République Centrafricaine

Depuis 2009 EMERGENCY a soigné plus de 246,000 personnes en République Centrafricaine

La République centrafricaine (RCA) est l’un des pays les moins développés du monde, d’après l’Indice de développement humain des Nations unies. La RCA y figure au 185e rang, sur 187 pays, ne devançant que la République démocratique du Congo et le Niger. Toujours selon cet indice, les habitants de la RCA ont une espérance de vie de 48 ans, chiffre effrayant si on le compare aux 80 ans environ des pays d’Europe occidentale. Sur 1000 naissances, 129 bébés meurent, alors qu’ils pourraient être facilement traités ; le paludisme est la cause principale de la mort des enfants de moins de 5 ans. Depuis que le pays a obtenu son indépendance de la France en 1960, son histoire n’est faite que d’instabilité, de violations des droits de l’homme, de violences ethniques et communautaires.

Ces dernières années, la situation s’est encore beaucoup dégradée.
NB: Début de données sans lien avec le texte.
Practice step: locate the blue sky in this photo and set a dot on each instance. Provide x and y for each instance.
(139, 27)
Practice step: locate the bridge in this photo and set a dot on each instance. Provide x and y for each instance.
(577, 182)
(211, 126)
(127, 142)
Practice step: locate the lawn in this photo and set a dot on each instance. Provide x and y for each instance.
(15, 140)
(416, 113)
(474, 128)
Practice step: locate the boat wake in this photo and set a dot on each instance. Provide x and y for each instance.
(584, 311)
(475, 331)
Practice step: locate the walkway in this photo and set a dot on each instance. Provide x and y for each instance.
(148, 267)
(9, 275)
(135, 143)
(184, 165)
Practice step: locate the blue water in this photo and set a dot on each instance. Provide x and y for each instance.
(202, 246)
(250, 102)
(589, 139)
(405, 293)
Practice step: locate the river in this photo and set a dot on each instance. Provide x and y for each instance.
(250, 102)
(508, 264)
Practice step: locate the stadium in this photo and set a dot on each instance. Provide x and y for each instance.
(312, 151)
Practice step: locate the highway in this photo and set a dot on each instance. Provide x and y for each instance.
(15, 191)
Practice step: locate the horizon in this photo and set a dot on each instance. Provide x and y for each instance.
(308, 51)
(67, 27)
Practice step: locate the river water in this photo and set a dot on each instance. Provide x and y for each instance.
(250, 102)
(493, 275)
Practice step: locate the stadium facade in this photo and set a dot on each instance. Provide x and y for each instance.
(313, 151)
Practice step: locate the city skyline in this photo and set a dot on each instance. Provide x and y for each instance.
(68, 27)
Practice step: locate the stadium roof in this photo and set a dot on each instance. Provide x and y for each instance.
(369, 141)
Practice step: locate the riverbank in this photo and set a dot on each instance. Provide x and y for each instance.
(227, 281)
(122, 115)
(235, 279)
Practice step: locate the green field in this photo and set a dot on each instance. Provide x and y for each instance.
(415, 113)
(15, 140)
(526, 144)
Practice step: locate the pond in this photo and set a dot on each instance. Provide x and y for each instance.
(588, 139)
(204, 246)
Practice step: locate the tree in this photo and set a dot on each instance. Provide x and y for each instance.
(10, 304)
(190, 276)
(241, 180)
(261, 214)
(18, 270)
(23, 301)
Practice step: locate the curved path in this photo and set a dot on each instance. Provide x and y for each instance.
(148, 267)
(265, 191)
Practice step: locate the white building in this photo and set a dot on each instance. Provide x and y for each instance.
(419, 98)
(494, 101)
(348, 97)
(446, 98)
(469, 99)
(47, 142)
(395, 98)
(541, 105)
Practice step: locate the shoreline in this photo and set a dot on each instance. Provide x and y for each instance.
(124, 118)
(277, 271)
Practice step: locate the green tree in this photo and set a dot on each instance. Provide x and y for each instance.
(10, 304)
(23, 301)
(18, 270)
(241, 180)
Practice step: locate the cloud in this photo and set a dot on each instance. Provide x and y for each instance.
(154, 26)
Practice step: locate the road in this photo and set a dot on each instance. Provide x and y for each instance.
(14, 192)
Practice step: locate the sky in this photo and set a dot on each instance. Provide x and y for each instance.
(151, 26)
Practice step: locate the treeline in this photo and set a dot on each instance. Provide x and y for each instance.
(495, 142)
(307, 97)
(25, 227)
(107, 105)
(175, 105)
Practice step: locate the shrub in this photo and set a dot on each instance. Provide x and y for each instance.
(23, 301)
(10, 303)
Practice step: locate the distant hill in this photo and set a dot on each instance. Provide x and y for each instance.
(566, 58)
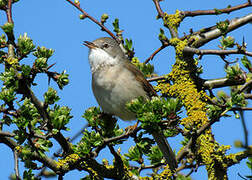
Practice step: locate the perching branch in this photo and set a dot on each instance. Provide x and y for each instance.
(155, 52)
(86, 15)
(214, 33)
(16, 165)
(216, 11)
(161, 14)
(216, 51)
(209, 84)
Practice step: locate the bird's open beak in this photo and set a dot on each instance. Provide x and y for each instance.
(89, 44)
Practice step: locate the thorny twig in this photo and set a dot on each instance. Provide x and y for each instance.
(94, 20)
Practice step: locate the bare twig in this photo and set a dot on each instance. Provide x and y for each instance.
(245, 130)
(161, 14)
(16, 165)
(156, 78)
(158, 8)
(216, 11)
(155, 52)
(9, 12)
(214, 32)
(94, 20)
(216, 51)
(34, 155)
(222, 82)
(109, 140)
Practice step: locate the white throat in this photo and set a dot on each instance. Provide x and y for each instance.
(99, 58)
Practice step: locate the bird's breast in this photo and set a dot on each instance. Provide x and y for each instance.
(113, 87)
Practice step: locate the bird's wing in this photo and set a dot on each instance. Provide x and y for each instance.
(140, 77)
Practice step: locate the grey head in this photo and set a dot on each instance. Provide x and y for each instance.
(107, 44)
La guerre, qui a commencé en décembre 2012, a fait des milliers de morts et provoqué le déplacement d’environ un million de personnes (sur une population de 5 millions). Pendant la phase la plus aigüe du conflit, après le coup d’État de mars 2013, le Centre pédiatrique d’EMERGENCY est resté ouvert et nos collaborateurs ont redoublé d’efforts, visitant les principaux camps de réfugiés qui s’étaient installés près de la capitale. Aujourd’hui, la situation à Bangui est plus stable, mais le calme, apparent, est souvent rompu par des bagarres, des combats de rue avec utilisation d’armes à feu, et des crimes de droit commun, qui font régner sur la ville une tension palpable.

En mars 2009, avec l’aide financière de l’Union européenne (EuropeAid), EMERGENCY a ouvert un Centre pédiatrique dans la capitale, Bangui, afin de dispenser gratuitement des soins de base et d’urgence aux enfants de moins de 14 ans. Le centre est ouvert en permanence ; il organise aussi des activités de promotion de la santé à l’intention des familles, en insistant sur les règles fondamentales à observer pour l’hygiène et l’alimentation des enfants.
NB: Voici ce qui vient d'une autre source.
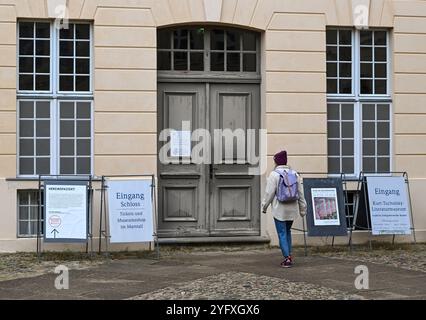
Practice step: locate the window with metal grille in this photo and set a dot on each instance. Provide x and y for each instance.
(359, 101)
(29, 221)
(54, 99)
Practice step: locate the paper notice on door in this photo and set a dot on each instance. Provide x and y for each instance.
(180, 142)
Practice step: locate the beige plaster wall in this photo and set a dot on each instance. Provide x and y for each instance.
(293, 71)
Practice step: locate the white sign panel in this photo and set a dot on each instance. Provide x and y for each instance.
(130, 211)
(325, 207)
(389, 206)
(66, 212)
(180, 142)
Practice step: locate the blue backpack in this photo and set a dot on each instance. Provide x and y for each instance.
(287, 190)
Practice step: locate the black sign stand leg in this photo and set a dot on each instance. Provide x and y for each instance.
(304, 237)
(100, 214)
(39, 220)
(154, 202)
(411, 206)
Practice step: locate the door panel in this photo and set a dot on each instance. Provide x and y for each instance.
(182, 186)
(234, 203)
(218, 199)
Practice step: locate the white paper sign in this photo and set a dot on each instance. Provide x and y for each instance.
(130, 211)
(325, 207)
(180, 142)
(66, 212)
(389, 206)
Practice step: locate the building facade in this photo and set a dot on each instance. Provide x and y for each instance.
(341, 85)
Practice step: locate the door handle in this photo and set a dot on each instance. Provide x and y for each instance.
(212, 170)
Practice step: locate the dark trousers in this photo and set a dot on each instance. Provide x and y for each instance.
(284, 236)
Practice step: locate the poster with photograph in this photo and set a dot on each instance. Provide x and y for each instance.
(325, 205)
(326, 215)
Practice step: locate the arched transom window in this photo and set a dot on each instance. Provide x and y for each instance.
(200, 49)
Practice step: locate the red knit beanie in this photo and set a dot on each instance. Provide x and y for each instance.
(281, 158)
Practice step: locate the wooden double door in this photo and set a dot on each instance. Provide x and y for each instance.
(211, 197)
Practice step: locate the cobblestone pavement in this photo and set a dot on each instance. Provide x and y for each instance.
(409, 257)
(245, 286)
(26, 265)
(239, 273)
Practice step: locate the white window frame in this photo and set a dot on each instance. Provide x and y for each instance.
(358, 100)
(54, 96)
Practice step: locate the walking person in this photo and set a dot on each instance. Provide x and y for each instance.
(284, 193)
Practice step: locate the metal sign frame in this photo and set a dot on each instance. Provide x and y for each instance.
(341, 229)
(44, 180)
(362, 191)
(103, 218)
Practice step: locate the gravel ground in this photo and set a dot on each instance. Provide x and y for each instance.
(410, 257)
(245, 286)
(26, 265)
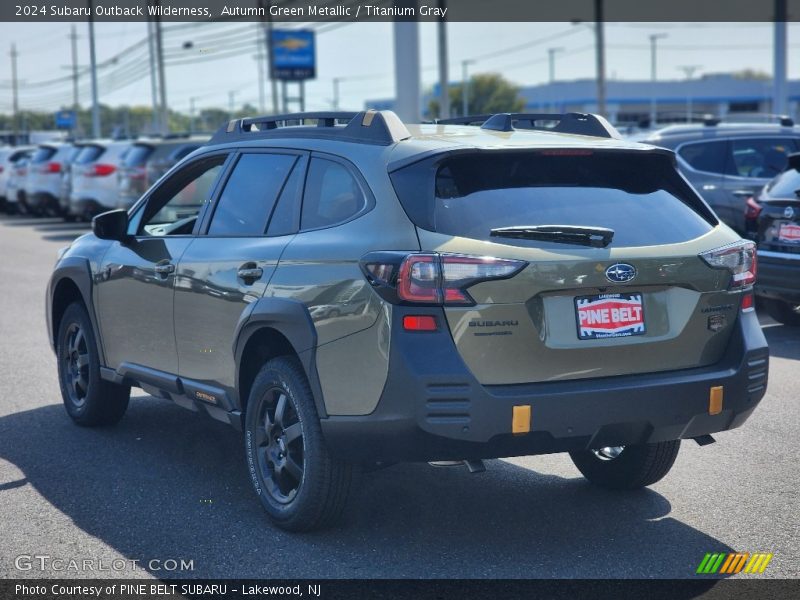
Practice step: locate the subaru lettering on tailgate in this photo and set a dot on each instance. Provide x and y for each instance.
(609, 315)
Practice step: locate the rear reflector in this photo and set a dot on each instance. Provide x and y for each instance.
(521, 419)
(748, 302)
(419, 323)
(715, 400)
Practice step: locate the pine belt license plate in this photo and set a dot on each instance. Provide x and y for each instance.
(610, 315)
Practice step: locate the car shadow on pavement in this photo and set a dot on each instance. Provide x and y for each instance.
(784, 341)
(168, 483)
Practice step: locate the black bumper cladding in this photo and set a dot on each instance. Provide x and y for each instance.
(432, 408)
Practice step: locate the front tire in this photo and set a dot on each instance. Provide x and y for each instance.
(89, 400)
(300, 485)
(628, 467)
(783, 312)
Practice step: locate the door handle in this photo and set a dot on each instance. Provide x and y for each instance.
(164, 269)
(250, 272)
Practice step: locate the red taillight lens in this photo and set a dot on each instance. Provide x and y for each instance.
(752, 209)
(748, 302)
(419, 323)
(739, 258)
(100, 170)
(430, 278)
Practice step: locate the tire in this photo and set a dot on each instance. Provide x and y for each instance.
(783, 312)
(300, 485)
(634, 467)
(89, 400)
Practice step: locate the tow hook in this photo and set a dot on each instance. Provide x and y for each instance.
(704, 440)
(474, 466)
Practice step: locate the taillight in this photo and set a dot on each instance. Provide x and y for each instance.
(100, 170)
(739, 258)
(752, 209)
(433, 278)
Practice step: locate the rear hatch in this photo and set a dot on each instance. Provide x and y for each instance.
(643, 301)
(779, 217)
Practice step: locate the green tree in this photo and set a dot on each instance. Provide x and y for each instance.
(487, 93)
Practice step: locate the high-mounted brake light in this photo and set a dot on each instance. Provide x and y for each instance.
(432, 278)
(739, 258)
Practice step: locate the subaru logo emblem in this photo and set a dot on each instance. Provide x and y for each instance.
(620, 273)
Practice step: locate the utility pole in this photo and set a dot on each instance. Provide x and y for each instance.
(551, 55)
(261, 91)
(779, 60)
(465, 87)
(600, 54)
(153, 75)
(336, 82)
(73, 38)
(162, 79)
(96, 130)
(444, 77)
(689, 70)
(654, 75)
(14, 92)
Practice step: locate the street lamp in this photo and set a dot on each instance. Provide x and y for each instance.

Actuellement encore, plus de 100 enfants sont vus chaque jour dans notre Centre pédiatrique. Les consultations et les salles pour les hospitalisations sont toujours pleines, de même que le chapiteau qui a été dressé dans le jardin de l’hôpital pour pouvoir accueillir des lits supplémentaires au plus fort du conflit.
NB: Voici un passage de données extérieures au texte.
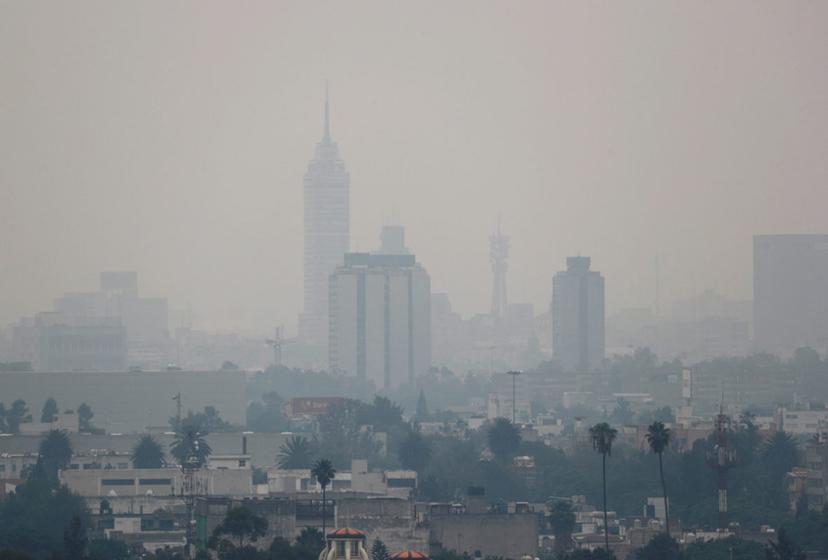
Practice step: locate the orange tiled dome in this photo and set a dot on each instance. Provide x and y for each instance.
(409, 555)
(346, 533)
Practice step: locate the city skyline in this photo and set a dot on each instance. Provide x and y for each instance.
(206, 135)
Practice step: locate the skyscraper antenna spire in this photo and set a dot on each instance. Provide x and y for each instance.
(327, 114)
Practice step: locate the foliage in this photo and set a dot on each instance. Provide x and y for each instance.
(207, 422)
(343, 437)
(660, 547)
(658, 438)
(55, 452)
(504, 439)
(50, 411)
(74, 539)
(731, 548)
(296, 453)
(414, 452)
(324, 472)
(148, 454)
(189, 444)
(242, 524)
(266, 416)
(784, 548)
(379, 551)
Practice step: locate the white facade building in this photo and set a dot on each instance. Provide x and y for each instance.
(327, 233)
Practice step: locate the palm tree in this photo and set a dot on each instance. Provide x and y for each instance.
(147, 454)
(297, 453)
(602, 436)
(189, 447)
(324, 473)
(658, 436)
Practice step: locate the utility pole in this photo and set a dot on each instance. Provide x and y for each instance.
(514, 374)
(721, 460)
(277, 342)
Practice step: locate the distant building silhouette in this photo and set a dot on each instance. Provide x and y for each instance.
(790, 287)
(327, 218)
(498, 256)
(578, 316)
(380, 318)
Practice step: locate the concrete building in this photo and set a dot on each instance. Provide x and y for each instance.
(790, 292)
(327, 233)
(380, 318)
(578, 316)
(131, 401)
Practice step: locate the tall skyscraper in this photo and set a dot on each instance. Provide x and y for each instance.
(498, 255)
(380, 318)
(327, 231)
(790, 292)
(578, 316)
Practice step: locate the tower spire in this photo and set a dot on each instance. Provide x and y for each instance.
(327, 115)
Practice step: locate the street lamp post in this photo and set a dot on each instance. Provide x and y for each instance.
(514, 374)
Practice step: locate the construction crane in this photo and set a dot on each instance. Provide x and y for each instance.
(277, 342)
Des maladies comme le paludisme, les infections et la fièvre typhoïde étaient monnaie courante avant même le début de la guerre, mais le manque de nourriture et les conditions de vie de plus en plus difficiles n’ont fait qu’aggraver la situation ; en outre, beaucoup de mamans, en raison du manque de sécurité, hésitent souvent à se rendre à l’hôpital. Nos collaborateurs ont commencé à travailler avec une organisation locale qui gère de petits centres de santé ; ils aident à former son personnel pour qu’il puisse traiter les urgences pédiatriques et les faire transférer à l’hôpital.